I think GW's is quite clear this year.
Establishing a new game or call it Fantasy 9th edition.
Start at smaller pt level such that players have a chance to get into the game and Fantasy players can adapt.

The revenue this year will mainly come from the new game and 40k supplements and data slates.
I hope it will work out.


GW half year results out @ 2015/01/19 19:00:08


Post by: Wayniac


 wuestenfux wrote:
 heartserenade wrote:
They're selling what now?!?


Wallpaper?

I think GW's is quite clear this year.
Establishing a new game or call it Fantasy 9th edition.
Start at smaller pt level such that players have a chance to get into the game and Fantasy players can adapt.

The revenue this year will mainly come from the new game and 40k supplements and data slates.
I hope it will work out.


I hope it doesn't, so maybe they'll finally get it through their heads that people want a good fething game to play, not just overpriced figures to play it with.


GW half year results out @ 2015/01/19 19:04:13


Post by: wuestenfux


WayneTheGame wrote:
 wuestenfux wrote:
 heartserenade wrote:
They're selling what now?!?


Wallpaper?

I think GW's is quite clear this year.
Establishing a new game or call it Fantasy 9th edition.
Start at smaller pt level such that players have a chance to get into the game and Fantasy players can adapt.

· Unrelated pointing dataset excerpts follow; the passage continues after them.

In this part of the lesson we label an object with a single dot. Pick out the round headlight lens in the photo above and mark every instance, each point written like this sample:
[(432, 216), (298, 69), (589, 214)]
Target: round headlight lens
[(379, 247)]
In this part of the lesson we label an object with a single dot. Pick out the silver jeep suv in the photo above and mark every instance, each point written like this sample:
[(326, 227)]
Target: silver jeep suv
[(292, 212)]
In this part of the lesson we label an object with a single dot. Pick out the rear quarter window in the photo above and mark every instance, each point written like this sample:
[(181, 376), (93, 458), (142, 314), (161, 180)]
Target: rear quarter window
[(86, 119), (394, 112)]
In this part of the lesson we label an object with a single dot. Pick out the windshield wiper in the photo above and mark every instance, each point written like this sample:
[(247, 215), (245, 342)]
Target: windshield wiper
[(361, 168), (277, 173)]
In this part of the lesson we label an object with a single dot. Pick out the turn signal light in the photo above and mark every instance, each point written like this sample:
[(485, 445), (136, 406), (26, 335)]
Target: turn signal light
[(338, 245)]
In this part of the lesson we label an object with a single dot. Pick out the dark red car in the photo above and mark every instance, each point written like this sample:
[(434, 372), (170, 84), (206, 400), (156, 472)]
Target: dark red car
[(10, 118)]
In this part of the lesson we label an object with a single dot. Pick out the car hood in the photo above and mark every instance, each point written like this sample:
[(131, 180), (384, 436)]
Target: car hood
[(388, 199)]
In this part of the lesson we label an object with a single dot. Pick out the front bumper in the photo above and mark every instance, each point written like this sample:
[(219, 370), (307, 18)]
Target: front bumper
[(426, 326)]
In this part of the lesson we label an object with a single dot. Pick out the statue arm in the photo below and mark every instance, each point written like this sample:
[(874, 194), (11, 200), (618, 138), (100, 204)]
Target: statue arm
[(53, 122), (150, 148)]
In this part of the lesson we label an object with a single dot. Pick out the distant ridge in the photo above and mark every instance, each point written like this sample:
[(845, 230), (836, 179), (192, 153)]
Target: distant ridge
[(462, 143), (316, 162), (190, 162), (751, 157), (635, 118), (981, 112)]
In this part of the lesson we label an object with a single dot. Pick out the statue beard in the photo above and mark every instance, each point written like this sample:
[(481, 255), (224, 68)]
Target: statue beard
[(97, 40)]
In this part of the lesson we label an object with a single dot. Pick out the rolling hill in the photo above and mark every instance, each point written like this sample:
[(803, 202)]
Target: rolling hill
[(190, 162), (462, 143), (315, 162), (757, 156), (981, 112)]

The revenue this year will mainly come from the new game and 40k supplements and data slates.
I hope it will work out.


I hope it doesn't, so maybe they'll finally get it through their heads that people want a good fething game to play, not just overpriced figures to play it with.

I'm with you here.
But still I hope the show goes on.


GW half year results out @ 2015/01/19 19:36:49


Post by: Sean_OBrien


 wuestenfux wrote:
WayneTheGame wrote:
 wuestenfux wrote:
 heartserenade wrote:
They're selling what now?!?


Wallpaper?

I think GW's is quite clear this year.
Establishing a new game or call it Fantasy 9th edition.
Start at smaller pt level such that players have a chance to get into the game and Fantasy players can adapt.

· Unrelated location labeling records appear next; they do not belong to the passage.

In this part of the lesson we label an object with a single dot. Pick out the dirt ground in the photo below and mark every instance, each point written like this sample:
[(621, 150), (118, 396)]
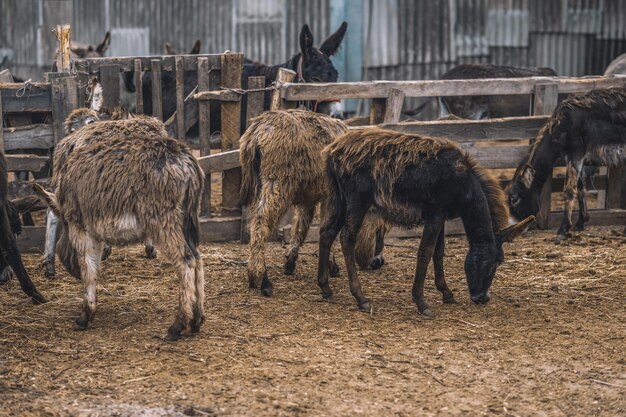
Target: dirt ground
[(550, 342)]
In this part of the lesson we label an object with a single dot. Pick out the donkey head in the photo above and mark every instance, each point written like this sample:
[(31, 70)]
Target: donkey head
[(315, 66), (482, 260)]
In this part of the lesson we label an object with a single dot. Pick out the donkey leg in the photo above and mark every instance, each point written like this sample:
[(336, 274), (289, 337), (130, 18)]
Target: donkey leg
[(150, 251), (89, 255), (302, 220), (267, 211), (440, 280), (583, 214), (570, 192), (357, 209), (14, 259), (432, 228), (49, 249), (378, 260)]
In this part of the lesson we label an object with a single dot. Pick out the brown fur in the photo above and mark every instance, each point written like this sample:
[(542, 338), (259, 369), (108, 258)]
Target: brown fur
[(388, 153), (282, 166), (119, 182)]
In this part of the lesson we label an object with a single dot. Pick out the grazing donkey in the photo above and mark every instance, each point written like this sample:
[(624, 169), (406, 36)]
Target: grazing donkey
[(134, 185), (74, 139), (408, 180), (281, 160), (9, 227), (589, 127)]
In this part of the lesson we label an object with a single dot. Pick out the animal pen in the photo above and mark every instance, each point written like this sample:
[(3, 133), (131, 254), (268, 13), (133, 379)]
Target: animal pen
[(495, 143)]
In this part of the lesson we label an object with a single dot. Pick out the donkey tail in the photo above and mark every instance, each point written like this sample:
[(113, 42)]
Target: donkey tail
[(250, 158)]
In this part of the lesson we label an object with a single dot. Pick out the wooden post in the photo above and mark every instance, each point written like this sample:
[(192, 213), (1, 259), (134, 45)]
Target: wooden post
[(138, 79), (616, 188), (180, 99), (253, 109), (204, 120), (545, 100), (157, 91), (377, 111), (62, 33), (110, 80), (284, 76), (394, 106), (231, 126)]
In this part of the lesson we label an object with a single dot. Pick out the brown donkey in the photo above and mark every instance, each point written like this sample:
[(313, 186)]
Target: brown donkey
[(105, 192), (281, 159)]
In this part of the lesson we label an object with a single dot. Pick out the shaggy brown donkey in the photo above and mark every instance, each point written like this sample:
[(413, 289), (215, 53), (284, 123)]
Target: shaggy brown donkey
[(409, 180), (585, 128), (9, 226), (281, 159), (105, 192)]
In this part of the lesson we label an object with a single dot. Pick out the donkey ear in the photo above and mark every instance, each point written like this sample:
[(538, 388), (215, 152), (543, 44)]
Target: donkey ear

The revenue this year will mainly come from the new game and 40k supplements and data slates.
I hope it will work out.


I hope it doesn't, so maybe they'll finally get it through their heads that people want a good fething game to play, not just overpriced figures to play it with.

I'm with you here.
But still I hope the show goes on.


The show won't be stopping anytime soon...

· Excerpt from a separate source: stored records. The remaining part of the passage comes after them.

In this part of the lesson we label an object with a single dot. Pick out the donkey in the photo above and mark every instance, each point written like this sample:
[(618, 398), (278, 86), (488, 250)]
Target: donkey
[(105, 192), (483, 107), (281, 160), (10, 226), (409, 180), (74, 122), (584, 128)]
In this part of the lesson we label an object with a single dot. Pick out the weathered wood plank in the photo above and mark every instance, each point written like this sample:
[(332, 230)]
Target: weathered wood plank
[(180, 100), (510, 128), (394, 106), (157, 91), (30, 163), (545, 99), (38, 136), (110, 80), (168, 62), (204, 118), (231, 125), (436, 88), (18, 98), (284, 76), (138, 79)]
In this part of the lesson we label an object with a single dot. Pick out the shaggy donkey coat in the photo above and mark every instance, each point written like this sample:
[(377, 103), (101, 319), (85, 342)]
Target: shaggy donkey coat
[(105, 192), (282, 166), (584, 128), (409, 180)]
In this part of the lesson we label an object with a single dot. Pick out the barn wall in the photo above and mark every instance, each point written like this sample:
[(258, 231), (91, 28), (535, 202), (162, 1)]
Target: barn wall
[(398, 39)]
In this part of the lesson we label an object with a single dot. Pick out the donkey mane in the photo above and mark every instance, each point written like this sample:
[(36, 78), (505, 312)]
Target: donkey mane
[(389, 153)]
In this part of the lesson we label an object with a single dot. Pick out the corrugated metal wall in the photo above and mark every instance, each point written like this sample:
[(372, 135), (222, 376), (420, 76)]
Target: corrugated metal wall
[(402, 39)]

In terms of the impact that a new Fantasy game may or may not have on the year end report...a lot of that will depend on when it comes out. Year ends the beginning of June. The bulk of the initial run on a new release happens in the first month or so of the release, that means that to have the most impact it would need to be released the end of April. Based off from past data on Fantasy sales, a new edition on its own wouldn't be enough to turn around the report from another year over year drop in profit (a Fantasy Edition release is good for about $2-2.5 million). That means if they are counting on it doing much at all in terms of the numbers - they will need to drop a whole lot more at the same time. Completely rewrite the army books and push them all out the door at the same time might work. As would invalidating large numbers of existing figures and replacing them with new figures to buy.

Granted, some of the info coming from that direction does in fact point to that as what is going to happen. The problem then becomes that instead of having your existing Fantasy player base (minus a bit for those who leave/stick with the old edition) you run the risk of forcing even more of those players away. Then the $2-2.5 million becomes something like $300-500K, and you are stuck carrying a lot of inventory over to the next year (which makes the books look a bit worse). GW is playing a game right now, in trying to figure out how to get more money back in their coffers. It is a very risky game too - as a lot of people who like WFB like it because of the big blocks of troops. They also often have much larger armies, and the thought of those much larger armies becoming irrelevant with new rules probably won't sit too well with the old guard.

Given that the old guard are the ones who do the advertising/recruiting for GW - it could be enough to kill the game as being commercially viable for GW to continue.